Tune forbidden-fields to your actual schema. Common additions by industry:

What ArchRails does

The constraint engine enforces every entry in forbidden-fields as a banned token. When a PR adds a line where any of those field names literally appears (case-insensitive, identifier-boundary match), the engine fires a violation with:

This control fires at both MCP-time (in your agent's IDE before code ships) and PR-time (on the merge gate). Same engine, same verdict.

What it does NOT cover (and what to do instead)

This control matches identifier names, not literal-value patterns. So an SSN-shaped literal hardcoded into a log call (logger.info("test ssn 123-45-6789")) won't be caught unless the field name ssn or similar appears in the same line.

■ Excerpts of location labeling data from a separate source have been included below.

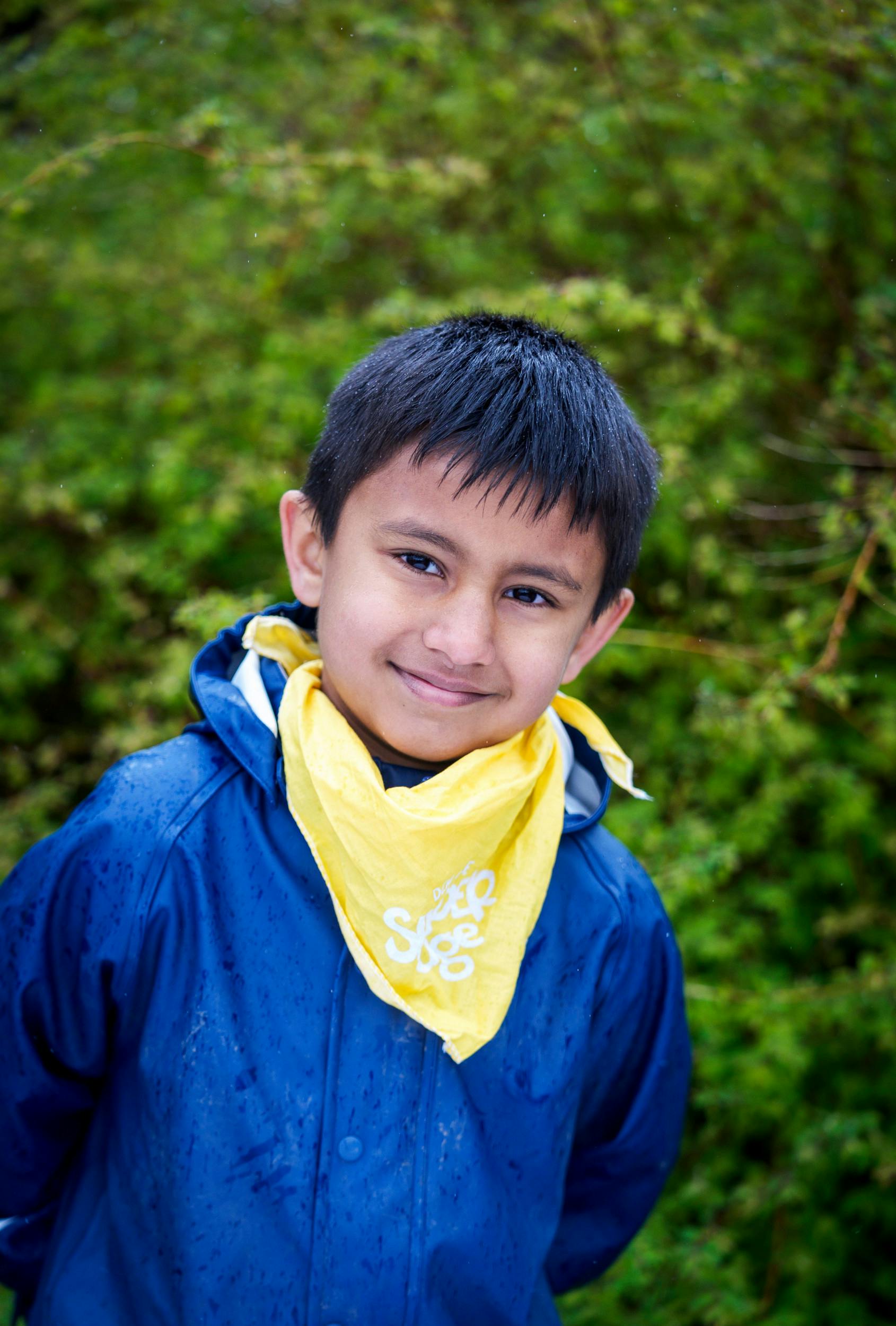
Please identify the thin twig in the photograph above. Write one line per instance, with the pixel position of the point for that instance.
(792, 511)
(693, 645)
(798, 556)
(96, 147)
(833, 457)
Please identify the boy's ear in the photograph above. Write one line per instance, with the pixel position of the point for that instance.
(303, 547)
(597, 634)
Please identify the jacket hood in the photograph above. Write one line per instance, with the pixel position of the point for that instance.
(238, 720)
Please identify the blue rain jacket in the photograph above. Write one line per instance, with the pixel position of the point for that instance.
(207, 1118)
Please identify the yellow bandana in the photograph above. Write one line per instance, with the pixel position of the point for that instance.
(436, 887)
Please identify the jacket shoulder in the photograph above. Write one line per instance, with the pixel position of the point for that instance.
(105, 857)
(613, 874)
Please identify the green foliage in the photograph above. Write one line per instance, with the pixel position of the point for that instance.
(213, 210)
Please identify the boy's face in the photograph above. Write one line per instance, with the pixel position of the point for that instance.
(444, 622)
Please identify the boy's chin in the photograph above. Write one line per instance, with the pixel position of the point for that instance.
(433, 752)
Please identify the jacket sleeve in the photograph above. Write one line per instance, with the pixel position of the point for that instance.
(67, 913)
(631, 1115)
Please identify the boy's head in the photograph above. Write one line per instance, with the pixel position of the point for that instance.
(468, 523)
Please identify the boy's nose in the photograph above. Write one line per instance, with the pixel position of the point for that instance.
(463, 633)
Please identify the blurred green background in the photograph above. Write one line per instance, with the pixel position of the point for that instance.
(208, 211)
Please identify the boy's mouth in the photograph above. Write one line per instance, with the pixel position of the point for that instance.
(428, 686)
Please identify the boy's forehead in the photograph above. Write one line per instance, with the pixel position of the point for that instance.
(405, 496)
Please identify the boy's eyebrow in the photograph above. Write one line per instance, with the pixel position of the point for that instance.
(410, 529)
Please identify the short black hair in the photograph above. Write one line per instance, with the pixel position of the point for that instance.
(513, 404)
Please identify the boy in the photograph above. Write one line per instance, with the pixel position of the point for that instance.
(342, 1007)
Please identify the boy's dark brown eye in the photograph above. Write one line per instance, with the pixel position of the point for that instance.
(417, 561)
(532, 596)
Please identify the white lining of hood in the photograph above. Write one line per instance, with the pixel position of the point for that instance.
(582, 789)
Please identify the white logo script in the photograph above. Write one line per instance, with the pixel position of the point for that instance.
(463, 895)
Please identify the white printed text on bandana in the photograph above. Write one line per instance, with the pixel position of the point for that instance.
(464, 895)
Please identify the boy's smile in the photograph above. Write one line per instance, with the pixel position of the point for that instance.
(446, 622)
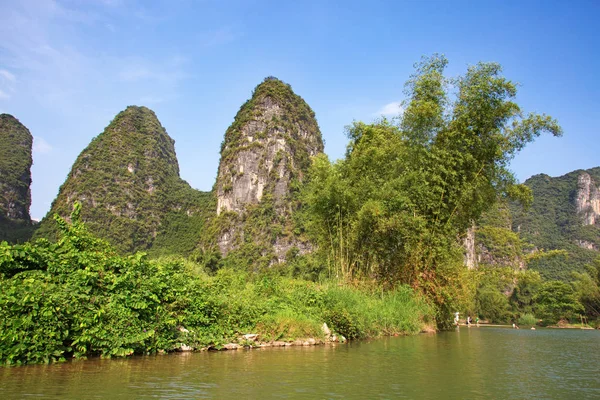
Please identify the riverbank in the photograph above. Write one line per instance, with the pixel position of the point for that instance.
(78, 298)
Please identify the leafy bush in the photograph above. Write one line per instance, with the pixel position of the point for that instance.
(557, 300)
(527, 319)
(79, 298)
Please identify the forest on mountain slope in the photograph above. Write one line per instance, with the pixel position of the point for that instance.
(387, 223)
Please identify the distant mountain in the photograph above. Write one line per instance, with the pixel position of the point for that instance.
(15, 179)
(264, 157)
(127, 180)
(565, 215)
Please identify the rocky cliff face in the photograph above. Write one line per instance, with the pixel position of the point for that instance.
(587, 199)
(128, 181)
(15, 179)
(265, 154)
(565, 215)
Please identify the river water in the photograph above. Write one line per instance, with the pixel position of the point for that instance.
(480, 363)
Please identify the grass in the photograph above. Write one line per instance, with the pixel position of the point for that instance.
(281, 308)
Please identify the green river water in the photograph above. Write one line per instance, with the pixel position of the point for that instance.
(480, 363)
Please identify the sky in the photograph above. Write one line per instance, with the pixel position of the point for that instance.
(67, 67)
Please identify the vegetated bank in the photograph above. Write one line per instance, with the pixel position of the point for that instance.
(384, 228)
(78, 298)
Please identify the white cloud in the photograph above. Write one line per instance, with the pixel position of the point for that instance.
(391, 109)
(40, 146)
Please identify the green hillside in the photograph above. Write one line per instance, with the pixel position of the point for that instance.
(15, 179)
(127, 180)
(553, 223)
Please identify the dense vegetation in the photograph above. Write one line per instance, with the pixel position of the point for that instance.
(128, 182)
(381, 231)
(15, 180)
(394, 207)
(77, 298)
(552, 223)
(273, 136)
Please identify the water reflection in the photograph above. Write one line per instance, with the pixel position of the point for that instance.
(474, 362)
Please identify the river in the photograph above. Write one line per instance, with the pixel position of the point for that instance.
(479, 363)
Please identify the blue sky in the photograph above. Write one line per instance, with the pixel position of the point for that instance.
(67, 67)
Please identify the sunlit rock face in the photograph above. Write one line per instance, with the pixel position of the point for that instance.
(587, 200)
(266, 153)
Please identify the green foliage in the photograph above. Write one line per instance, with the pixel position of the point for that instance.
(557, 300)
(587, 288)
(15, 180)
(491, 301)
(128, 181)
(552, 223)
(78, 298)
(527, 319)
(394, 206)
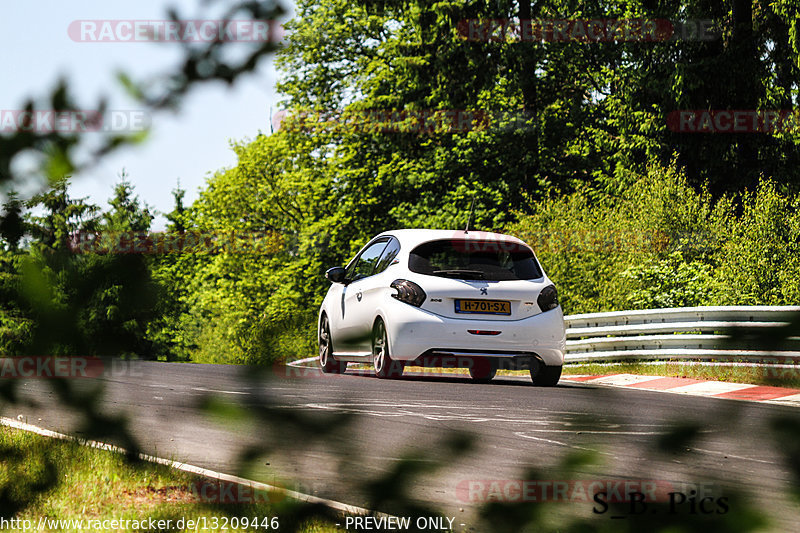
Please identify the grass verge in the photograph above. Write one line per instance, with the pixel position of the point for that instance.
(50, 482)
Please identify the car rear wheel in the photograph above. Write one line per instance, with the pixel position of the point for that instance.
(385, 367)
(546, 376)
(483, 370)
(327, 363)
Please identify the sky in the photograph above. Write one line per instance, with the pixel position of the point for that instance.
(188, 146)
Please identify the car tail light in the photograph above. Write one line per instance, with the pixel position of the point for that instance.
(409, 292)
(548, 298)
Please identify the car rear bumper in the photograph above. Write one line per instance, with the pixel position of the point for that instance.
(414, 332)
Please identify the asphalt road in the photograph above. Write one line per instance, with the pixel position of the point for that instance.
(329, 435)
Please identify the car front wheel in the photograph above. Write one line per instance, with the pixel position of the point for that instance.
(327, 363)
(385, 367)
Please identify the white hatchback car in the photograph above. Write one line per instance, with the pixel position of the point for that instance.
(417, 297)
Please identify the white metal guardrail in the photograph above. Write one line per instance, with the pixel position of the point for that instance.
(690, 333)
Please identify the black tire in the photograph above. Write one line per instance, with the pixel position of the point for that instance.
(546, 376)
(483, 370)
(385, 366)
(327, 363)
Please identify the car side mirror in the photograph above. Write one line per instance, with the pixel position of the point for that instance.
(335, 274)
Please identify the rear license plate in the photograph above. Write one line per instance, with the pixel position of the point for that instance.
(483, 307)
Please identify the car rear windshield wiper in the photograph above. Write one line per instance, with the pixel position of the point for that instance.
(460, 273)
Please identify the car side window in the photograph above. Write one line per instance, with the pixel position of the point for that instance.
(365, 263)
(389, 253)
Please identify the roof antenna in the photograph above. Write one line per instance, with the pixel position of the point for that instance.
(469, 218)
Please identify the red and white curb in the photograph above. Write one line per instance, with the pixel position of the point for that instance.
(695, 387)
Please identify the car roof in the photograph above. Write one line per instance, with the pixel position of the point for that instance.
(414, 237)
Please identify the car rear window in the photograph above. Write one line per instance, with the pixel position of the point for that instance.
(474, 259)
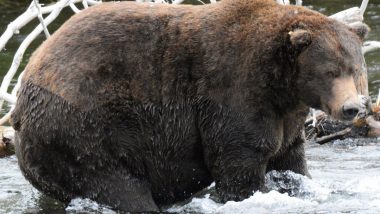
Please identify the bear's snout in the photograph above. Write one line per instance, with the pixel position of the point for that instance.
(344, 101)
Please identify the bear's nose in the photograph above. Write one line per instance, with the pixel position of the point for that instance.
(350, 111)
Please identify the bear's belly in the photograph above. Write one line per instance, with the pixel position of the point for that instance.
(65, 152)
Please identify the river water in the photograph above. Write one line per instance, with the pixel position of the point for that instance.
(346, 174)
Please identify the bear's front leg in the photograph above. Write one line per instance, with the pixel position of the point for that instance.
(239, 173)
(293, 158)
(237, 152)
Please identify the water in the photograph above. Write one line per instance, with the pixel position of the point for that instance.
(346, 179)
(346, 174)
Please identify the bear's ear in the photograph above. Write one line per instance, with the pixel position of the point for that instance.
(360, 29)
(300, 38)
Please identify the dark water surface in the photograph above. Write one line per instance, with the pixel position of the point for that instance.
(346, 174)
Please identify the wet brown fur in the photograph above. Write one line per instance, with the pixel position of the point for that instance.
(152, 103)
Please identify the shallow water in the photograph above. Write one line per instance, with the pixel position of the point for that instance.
(346, 174)
(346, 179)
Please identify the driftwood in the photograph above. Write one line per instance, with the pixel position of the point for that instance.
(321, 128)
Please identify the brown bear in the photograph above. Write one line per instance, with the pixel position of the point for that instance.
(137, 106)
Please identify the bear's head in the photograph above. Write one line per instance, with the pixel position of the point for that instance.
(330, 66)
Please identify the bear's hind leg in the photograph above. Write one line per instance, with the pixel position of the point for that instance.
(126, 193)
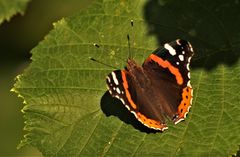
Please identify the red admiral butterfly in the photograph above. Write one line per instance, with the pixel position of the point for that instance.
(158, 89)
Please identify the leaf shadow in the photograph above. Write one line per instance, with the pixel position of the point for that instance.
(114, 107)
(214, 36)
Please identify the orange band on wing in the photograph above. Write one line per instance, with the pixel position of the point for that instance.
(166, 64)
(125, 85)
(185, 104)
(150, 122)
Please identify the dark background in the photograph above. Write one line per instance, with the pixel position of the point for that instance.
(17, 37)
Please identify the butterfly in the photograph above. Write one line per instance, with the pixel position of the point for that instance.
(159, 89)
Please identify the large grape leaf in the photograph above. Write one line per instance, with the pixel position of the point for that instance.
(69, 113)
(8, 8)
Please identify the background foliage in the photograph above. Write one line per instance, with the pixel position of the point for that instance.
(69, 112)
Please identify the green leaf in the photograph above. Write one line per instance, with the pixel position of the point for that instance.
(8, 8)
(69, 113)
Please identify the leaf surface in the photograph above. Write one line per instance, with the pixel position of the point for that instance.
(8, 8)
(69, 113)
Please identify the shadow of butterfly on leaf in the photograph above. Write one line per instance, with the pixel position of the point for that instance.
(114, 107)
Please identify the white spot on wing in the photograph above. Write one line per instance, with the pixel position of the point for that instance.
(118, 91)
(127, 107)
(190, 46)
(114, 78)
(170, 49)
(122, 100)
(177, 41)
(181, 57)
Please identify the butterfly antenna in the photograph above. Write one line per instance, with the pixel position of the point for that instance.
(100, 62)
(129, 53)
(129, 46)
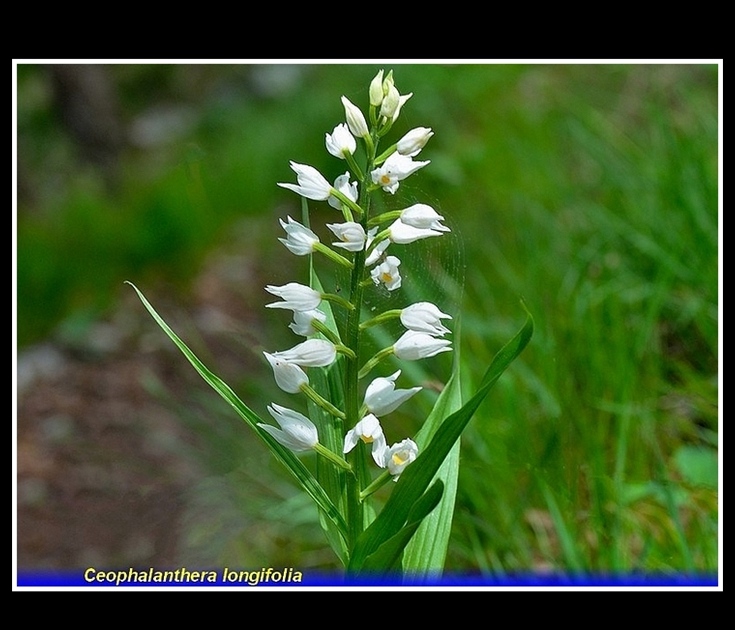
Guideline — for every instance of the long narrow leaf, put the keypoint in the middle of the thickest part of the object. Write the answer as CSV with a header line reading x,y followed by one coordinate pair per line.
x,y
292,463
427,550
420,473
387,557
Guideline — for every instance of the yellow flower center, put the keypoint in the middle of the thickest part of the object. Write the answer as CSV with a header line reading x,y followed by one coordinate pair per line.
x,y
398,460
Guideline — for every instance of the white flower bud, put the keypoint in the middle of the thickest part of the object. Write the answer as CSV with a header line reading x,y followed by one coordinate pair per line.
x,y
413,345
351,235
387,273
400,455
422,216
376,90
302,323
349,190
370,432
300,239
289,376
297,297
312,184
415,140
395,169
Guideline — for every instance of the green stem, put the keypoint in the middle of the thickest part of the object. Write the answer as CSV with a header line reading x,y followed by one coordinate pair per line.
x,y
312,394
385,154
332,255
379,482
338,299
379,356
386,216
332,457
382,318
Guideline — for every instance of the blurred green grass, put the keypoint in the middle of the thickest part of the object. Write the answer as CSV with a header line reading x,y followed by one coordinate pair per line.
x,y
590,191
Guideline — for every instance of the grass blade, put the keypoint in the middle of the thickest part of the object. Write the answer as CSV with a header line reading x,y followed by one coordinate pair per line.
x,y
292,463
418,476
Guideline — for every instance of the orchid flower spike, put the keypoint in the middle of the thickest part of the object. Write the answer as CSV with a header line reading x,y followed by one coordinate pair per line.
x,y
309,353
394,170
300,240
312,184
413,345
296,297
425,317
289,376
400,455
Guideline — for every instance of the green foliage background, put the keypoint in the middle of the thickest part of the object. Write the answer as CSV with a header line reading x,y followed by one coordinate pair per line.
x,y
589,191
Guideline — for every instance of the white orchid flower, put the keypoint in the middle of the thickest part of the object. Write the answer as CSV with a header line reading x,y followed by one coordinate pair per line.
x,y
355,119
415,140
382,397
370,432
289,376
395,169
425,317
302,323
413,345
296,297
387,273
312,183
299,240
341,142
400,455
297,432
343,185
351,235
423,216
309,353
403,233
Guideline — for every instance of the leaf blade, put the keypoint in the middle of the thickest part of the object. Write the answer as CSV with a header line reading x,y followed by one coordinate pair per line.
x,y
418,476
292,463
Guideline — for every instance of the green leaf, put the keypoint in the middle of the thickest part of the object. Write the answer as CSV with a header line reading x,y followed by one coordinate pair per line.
x,y
697,465
292,463
426,552
417,477
387,557
329,382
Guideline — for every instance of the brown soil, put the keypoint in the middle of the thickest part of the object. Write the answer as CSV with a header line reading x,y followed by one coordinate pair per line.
x,y
105,466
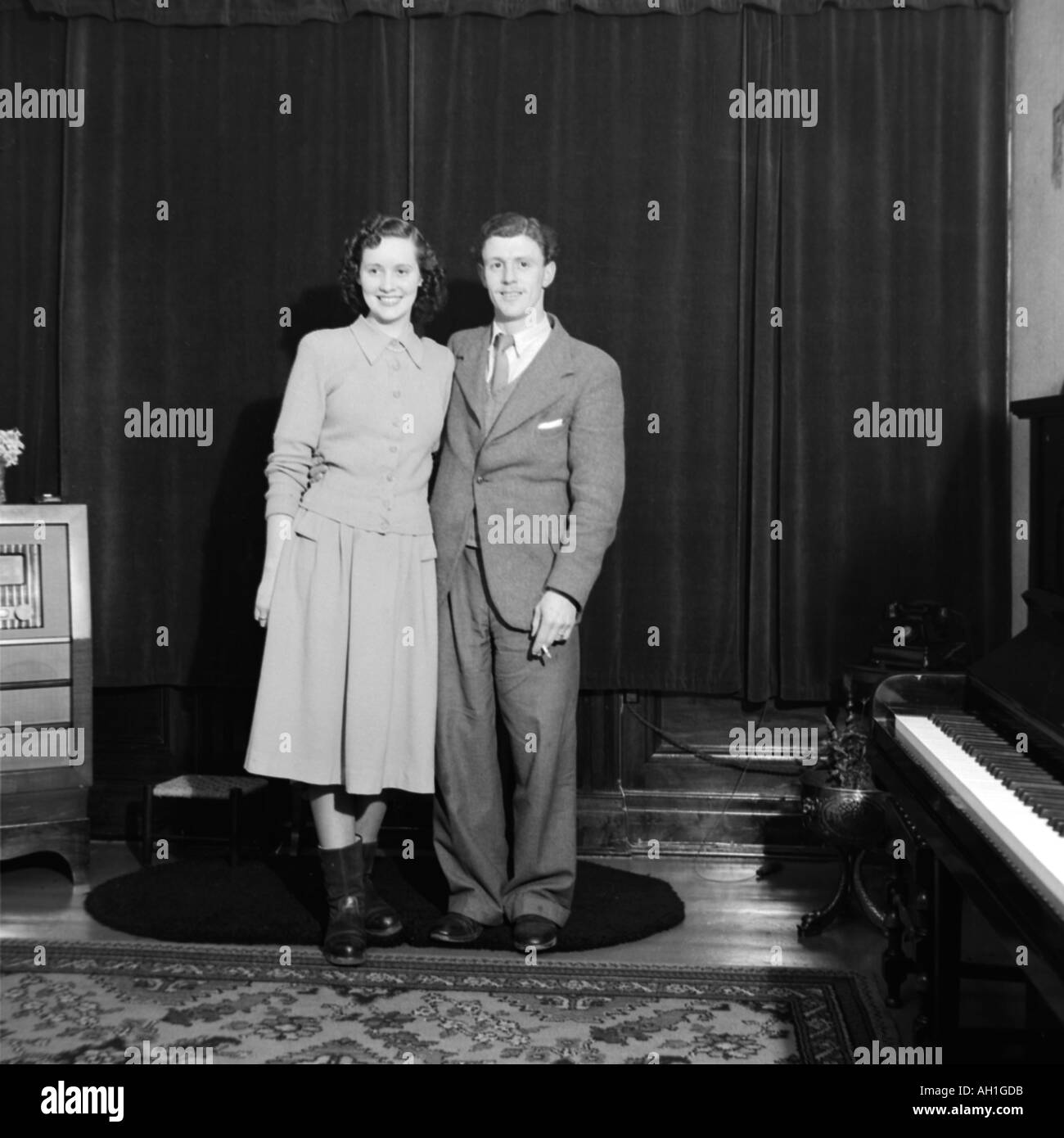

Literal-value detection (SSN format, card-like digit runs, JWT tokens, Bearer headers, PEM blobs) is on the roadmap. Until that ships, secret-scanning tools (Snyk, GitGuardian, TruffleHog) are the recommended complement — ArchRails doesn't try to be a secret scanner.

Why customer-authored beats a hardcoded scanner

Because the forbidden-field list, the violation prose, and the attach points are all yours, the audit trail reads as your policy enforced your way — not as a third-party opinion enforced on you. False-positive tuning is editing your CALM, not filing a vendor ticket. Scope is the nodes you attach it to, not every file in the repo.